# New Sweater



## Lindor (Feb 3, 2014)

This is more like it! Back to my usual stylish self. Thank You Mommy.


----------



## Emilylorna (Aug 14, 2016)

Lindor said:


> This is more like it! Back to my usual stylish self. Thank You Mommy.




You will look lovely in anything but this does suit you a little better... x


Sent from my iPhone using Tapatalk


----------



## Gill57 (Mar 20, 2016)

I love Miss Maggie's expression. Such a gorgeous girl......


----------



## 2ndhandgal (Aug 29, 2011)

Perfect 

She looks much happier in this lovely sweater


----------



## fairlie (Sep 7, 2013)

Lovely, and warm too.


----------



## Marzi (Sep 17, 2012)

How big is Miss Maggie's wardrobe  ?
She looks beautiful, as always.


----------



## Cat 53 (Aug 26, 2012)

The cat walk model for Cockapoos......she looked like she felt a right muppet in the penguin one.

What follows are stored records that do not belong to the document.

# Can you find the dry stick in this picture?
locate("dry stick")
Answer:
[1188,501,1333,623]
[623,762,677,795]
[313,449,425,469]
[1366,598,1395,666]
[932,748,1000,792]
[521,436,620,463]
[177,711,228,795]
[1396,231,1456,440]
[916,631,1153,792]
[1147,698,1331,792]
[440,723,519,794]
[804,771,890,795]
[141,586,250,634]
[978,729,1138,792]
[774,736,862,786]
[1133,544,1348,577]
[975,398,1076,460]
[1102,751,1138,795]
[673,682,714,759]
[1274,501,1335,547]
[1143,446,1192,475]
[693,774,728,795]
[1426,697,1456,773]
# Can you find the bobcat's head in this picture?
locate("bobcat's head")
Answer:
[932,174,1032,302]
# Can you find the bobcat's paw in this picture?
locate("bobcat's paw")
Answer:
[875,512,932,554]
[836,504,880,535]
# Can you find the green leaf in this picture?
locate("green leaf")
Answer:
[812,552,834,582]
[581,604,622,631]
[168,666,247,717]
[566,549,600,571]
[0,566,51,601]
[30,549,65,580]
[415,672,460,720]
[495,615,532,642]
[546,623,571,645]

Back to her gorgeous self here.


----------



## Lindor (Feb 3, 2014)

Marzi said:


> How big is Miss Maggie's wardrobe  ?
> She looks beautiful, as always.


3 rain coats
1 rain suit
11 sweaters
1 hoodie
3 coats 
3 snow suits
the penguin
1 pair boots
1 pair wool socks (grandma made them and I put neoprene on the bottom of them)

Everything is piled in a box. My husband is going to build a coat rack just for her things this summer.


----------



## LPC (Jan 22, 2017)

Looks like a queen with her long gown on. It suits her! A very attractive lady!


----------



## Marzi (Sep 17, 2012)

Lindor said:


> 3 rain coats
> 1 rain suit
> 11 sweaters
> 1 hoodie
> ...


I think you are missing some items - what about her dungarees/overalls?


----------



## Lindor (Feb 3, 2014)

Your right Marzi. My little person in a furry suit.

I pair overalls, 2 shirts and 1 other top.


----------



## LPC (Jan 22, 2017)

My wife and I both loved the photo in the dungarees, looking out the window. You could almost think it is a "blond child"!


----------



## Lexi&Beemer (May 5, 2013)

I think Miss Maggie is more human than any other cockapoo. ❤


Sent from my iPhone using Tapatalk


----------